16 Hätte ich versagt den Wunsch der Armen; die Augen der Wittwen schmachten lassen;
17 hätte ich allein gegessen meinen Bissen; und nicht die Waise davon mitgegessen;
18 (ja von meiner Jugend an wuchs er mir auf, wie einem Vater; und von meiner Mutter Leibe an leitete ich sie.)
19 hätte ich sehen können den Verlassenen ohne Kleid; und ohne Decke den Armen;
20 hätten mich nicht gesegnet seine Hüften; und hätte er sich nicht erwärmt von meiner Lämmer Wolle;
21 hätte ich wider die Waise meine Hand erhoben; weil ich im Thore meinen Beistand sah;
22 so falle mir die Schulter vom Nacken; und gebrochen werde mein Arm in der Röhre.
23 Ja, schrecklich wäre mir das Verderben Gottes gewesen; und vor seiner Erhabenheit hätte ich es nicht ausgehalten.
24 Hätte ich auf Gold mein Vertrauen gesetzt; und zum feinsten Golde gesprochen: Meine Zuversicht!
25 Hätte ich mich ergötzt, daß groß mein Vermögen, daß viel erworben meine Hand;
26 hätte ich aufgeschaut zum Lichte, weil es leuchtete; und zum Monde, der prachtvoll wallte;
27 hätte heimlich sich verführen lassen mein Herz; und meine Hand geküsset meinen Mund;
28 auch solches wäre strafbares Verbrechen; denn geheuchelt hätte ich Gott in der Höhe.
29 Hätte ich mich gefreuet über das Verderben meines Hassers; und gejubelt, wenn Unglück ihn getroffen.
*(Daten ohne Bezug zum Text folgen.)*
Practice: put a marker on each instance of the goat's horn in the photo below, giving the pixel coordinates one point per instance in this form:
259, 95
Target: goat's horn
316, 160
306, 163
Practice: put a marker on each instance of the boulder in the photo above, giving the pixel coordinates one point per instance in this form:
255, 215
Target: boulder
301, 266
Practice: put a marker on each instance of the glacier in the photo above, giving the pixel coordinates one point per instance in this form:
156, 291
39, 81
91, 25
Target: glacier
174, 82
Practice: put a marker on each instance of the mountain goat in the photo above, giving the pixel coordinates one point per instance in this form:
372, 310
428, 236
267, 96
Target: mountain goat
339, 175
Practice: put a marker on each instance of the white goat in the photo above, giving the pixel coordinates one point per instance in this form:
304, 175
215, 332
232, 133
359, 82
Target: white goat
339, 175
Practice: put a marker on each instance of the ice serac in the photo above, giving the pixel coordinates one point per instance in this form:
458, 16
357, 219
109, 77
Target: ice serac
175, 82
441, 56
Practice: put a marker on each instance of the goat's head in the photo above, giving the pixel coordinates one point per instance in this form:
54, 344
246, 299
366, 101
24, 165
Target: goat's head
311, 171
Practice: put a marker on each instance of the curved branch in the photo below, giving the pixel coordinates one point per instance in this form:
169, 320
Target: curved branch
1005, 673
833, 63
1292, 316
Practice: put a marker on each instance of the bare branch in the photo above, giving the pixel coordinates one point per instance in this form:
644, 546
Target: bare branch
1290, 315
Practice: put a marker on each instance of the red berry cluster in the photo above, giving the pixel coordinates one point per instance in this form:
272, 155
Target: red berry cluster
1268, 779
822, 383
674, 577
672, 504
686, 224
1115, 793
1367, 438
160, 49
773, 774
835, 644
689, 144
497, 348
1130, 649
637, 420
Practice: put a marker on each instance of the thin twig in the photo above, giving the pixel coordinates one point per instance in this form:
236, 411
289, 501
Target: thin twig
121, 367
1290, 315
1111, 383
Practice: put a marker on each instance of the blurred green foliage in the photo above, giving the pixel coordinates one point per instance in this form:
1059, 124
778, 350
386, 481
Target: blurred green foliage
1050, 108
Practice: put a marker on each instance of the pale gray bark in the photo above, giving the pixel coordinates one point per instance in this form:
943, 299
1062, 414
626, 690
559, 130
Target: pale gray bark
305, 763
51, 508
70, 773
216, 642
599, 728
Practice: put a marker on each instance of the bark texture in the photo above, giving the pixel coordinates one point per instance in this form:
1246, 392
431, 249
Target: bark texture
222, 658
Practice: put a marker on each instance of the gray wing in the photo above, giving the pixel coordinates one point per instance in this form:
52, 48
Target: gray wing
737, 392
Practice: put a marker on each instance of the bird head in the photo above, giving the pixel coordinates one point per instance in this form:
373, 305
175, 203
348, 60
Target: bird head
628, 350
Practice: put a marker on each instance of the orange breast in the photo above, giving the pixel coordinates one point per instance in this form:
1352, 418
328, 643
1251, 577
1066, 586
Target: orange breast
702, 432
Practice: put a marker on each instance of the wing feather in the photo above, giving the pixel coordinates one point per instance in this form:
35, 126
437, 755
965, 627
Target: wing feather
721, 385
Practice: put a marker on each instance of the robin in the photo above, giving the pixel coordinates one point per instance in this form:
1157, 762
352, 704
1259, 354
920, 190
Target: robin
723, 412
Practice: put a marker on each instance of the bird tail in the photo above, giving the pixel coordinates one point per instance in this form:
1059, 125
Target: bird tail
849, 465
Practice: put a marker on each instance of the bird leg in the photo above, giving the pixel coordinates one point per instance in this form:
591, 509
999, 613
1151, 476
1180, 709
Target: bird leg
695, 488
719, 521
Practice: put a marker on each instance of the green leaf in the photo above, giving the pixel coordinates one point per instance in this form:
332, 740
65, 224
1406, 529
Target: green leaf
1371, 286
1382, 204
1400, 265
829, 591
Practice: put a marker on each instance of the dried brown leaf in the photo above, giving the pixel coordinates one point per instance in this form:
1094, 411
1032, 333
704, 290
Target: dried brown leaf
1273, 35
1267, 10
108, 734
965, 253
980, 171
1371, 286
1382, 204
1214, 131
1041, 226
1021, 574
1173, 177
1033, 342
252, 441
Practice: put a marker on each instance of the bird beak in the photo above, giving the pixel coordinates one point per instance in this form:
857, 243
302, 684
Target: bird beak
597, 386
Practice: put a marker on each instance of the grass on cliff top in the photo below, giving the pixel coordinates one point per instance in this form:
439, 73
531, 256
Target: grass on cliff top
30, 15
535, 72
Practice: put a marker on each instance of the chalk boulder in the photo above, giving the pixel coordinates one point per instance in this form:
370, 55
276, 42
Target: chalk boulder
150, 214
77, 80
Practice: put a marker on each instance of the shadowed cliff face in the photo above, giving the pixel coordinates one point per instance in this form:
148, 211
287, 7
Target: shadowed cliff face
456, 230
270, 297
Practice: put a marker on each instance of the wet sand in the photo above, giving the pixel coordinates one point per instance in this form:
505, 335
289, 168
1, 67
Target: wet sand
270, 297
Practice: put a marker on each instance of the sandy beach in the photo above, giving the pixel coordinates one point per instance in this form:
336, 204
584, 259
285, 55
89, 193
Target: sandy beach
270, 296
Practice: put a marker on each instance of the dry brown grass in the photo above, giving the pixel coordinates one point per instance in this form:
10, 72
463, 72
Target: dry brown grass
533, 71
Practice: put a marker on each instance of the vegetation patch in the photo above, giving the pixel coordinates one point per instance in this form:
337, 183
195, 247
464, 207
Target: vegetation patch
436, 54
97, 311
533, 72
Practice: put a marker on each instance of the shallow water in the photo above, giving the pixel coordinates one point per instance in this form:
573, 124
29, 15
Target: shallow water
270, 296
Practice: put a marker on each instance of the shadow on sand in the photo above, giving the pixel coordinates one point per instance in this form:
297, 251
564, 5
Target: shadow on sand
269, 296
30 Aber nie gestattete ich meinem Gaumen, zu sündigen; mit Verwünschung zu fordern seine Seele.
31 Hätten nicht gesprochen die Leute meines Zeltes: "Wer ist doch, der nicht von seinem Fleische gesättigt worden!"
32 Kein Fremdling durfte übernachten auf der Straße; meine Thüren öffnete ich dem Wanderer.
33 Hätte ich verheimlichet nach Menschenweise mein Vergehen; im Busen verborgen meine Schuld;
34 ja so müßte ich schrecken vor der großen Menge; und die Verachtung der Stämme müsse mich niederschlagen; dann hätte ich verstummen, und nicht aus der Thüre gehen mögen.
35 O, daß er mich doch hörte! Hier meine Schrift! Der Allmächtige antworte mir; und mein Gegner schreibe die Klagschrift!
36 Fürwahr! auf meiner Schulter wollte ich sie tragen; wollte sie mir umbinden als Kopfschmuck!
37 Die Zahl meiner Schritte wollte ich ihm bekennen; wie ein Fürst vor ihn treten.
38 Hätte über mich mein Acker geschrieen; und sämmtlich seine Furchen geweint;
39 hätte ich seinen Ertrag verzehrt ohne Zahlung; und das Leben seiner Besitzer verhauchen lassen;
40 so mögen statt Weizen Dornen sprossen; und statt Gerste Unkraut! - Zu Ende sind die Reden Hiob's.